‘L’Enfance Nue’ Forces a Frighteningly Unmoored, Unlikeable Child Into Our Lives

Maurice Pialat is one of those highly divisive art house filmmakers who inspires fiercely irreconcilable opinions in his viewers. This is, after all, an artist who is known to have aimed to make his audiences feel uncomfortable. His vision is clear and unyielding, and his subjects tend to be hard and unsympathetic. To watch Pialat is to be taken to places one doesn’t usually want to go. However, if you stick around for the harrowing ride, there is reward. You’re going to have to trust me.

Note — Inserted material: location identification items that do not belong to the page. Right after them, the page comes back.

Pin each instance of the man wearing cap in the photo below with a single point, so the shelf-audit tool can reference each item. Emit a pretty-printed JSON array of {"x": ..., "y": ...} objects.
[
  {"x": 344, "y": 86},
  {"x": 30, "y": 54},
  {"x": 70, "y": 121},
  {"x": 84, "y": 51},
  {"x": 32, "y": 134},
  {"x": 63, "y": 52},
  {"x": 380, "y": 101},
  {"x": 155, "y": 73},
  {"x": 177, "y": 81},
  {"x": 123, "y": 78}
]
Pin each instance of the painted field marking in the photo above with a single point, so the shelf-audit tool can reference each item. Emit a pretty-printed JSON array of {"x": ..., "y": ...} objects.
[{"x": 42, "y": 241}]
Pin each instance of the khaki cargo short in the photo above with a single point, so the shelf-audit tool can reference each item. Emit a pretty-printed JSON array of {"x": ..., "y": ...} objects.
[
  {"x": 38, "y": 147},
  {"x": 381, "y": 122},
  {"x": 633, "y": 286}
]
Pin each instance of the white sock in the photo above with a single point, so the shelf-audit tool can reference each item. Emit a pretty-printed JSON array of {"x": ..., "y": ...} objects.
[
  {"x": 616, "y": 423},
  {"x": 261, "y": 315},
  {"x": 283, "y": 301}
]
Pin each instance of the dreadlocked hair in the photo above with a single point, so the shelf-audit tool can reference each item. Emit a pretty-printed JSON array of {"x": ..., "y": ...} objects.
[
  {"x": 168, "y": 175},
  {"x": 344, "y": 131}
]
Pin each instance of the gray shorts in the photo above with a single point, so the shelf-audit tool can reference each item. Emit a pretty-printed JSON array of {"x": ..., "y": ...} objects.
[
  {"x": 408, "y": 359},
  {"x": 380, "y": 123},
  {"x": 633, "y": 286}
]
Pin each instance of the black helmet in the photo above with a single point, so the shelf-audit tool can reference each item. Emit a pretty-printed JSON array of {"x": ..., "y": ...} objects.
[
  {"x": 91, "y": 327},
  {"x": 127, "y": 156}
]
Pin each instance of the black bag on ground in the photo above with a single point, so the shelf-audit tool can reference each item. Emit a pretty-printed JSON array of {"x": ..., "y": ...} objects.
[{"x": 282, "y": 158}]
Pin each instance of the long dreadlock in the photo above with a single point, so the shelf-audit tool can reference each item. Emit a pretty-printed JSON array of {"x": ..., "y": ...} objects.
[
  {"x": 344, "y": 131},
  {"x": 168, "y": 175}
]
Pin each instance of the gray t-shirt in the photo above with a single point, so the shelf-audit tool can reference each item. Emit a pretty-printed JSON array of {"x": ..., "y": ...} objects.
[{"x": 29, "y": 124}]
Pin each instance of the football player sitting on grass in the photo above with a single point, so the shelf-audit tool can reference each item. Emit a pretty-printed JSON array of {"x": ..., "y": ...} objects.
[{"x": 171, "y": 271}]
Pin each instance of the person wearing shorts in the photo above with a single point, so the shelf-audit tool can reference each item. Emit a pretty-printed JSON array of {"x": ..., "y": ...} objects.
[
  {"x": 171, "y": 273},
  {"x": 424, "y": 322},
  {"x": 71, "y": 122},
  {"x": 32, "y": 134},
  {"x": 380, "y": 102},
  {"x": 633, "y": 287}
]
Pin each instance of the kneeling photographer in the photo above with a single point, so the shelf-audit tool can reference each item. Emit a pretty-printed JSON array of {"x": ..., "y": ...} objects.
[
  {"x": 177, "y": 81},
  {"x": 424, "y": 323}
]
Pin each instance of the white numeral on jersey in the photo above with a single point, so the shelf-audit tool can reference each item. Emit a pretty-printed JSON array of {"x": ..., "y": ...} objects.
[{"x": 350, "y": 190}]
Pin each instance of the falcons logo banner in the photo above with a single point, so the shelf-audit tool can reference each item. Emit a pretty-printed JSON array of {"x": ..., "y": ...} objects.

His first film, 1968’s L’Enfance Nue [Naked Childhood], was bankrolled by Francois Truffaut, and shares many of its themes with its benefactor’s masterpiece The 400 Blows. A story about lost youth, about a young boy who struggles to find comfort, love, and a sense of purpose, amid the tedium of a working class life, L’Enfance Nue is reminiscent of this earlier work, but only to a point. Whereas Truffaut’s hero Antoine is ultimately sympathetic and, to a point, charming, Pialat’s hero Francois is a cruel, dangerously violent, and frighteningly unmoored child. With Truffaut, we could be carried away by occasional touches of sentimentalism or humour; with Pialat we are stuck with steely-eyed visions of violence, darkness, and loss.

We first meet Francois – an orphan – with a young foster family who neglect him in favour of their own biological daughter. Before long, this couple becomes fed up with his stealing, his cruelty, and his incorrigibility, and they make their case, at length, to the Director of the foster program that they need to be rid of him. In the hands of another filmmaker, we might judge this to be unfair, or even cruel, but we have just witnessed Francois throw a cat down five flights of stairs to its death. We can’t help but agree that this child is a danger to those around him. Herein lies the trick of the film: we don’t like this kid, either. We need to face the fact that we wouldn’t likely want to help him overcome his difficulties. We would send him away, too. How do we feel about that?

His next family is an aging couple, calm and serene and doting in their affection but capable of firmness when pushed. Of course, in this new environment Francois continues his old ways, though the elderly caregivers appear to be better prepared for what they have got in this wild young man. In one instructive scene they offer him cake after scolding him. In another they beat him with a wet rag until he submits. All the while, Francois appears bound for a bad end, and the horror of the film lies in our unswerving sense of impending disaster. Slow and dull as much of the film can feel, this creeping fate pulls us toward the conclusion with compelling force.

When the tragedy finally occurs, Pialat lets it hit with the same force as any other of the mundane events he has catalogued in the film. The fly-on-the-wall, almost vérité, approach leaves the violence all the more awful, reminding us of the suddenness of life-shattering events. It’s not a lot of fun, but this is a journey worth taking for anyone interested in the psychology of childhood, the meaning of family, and the struggle for self-realization.

This Criterion edition boasts a a number of special features including an illuminating essay by critic Phillip Lopate, excerpts from a 1973 interview with Pialat, a short early film from the director, and an hour-long doc on the making of the film. All in all, typically outstanding extras from Criterion.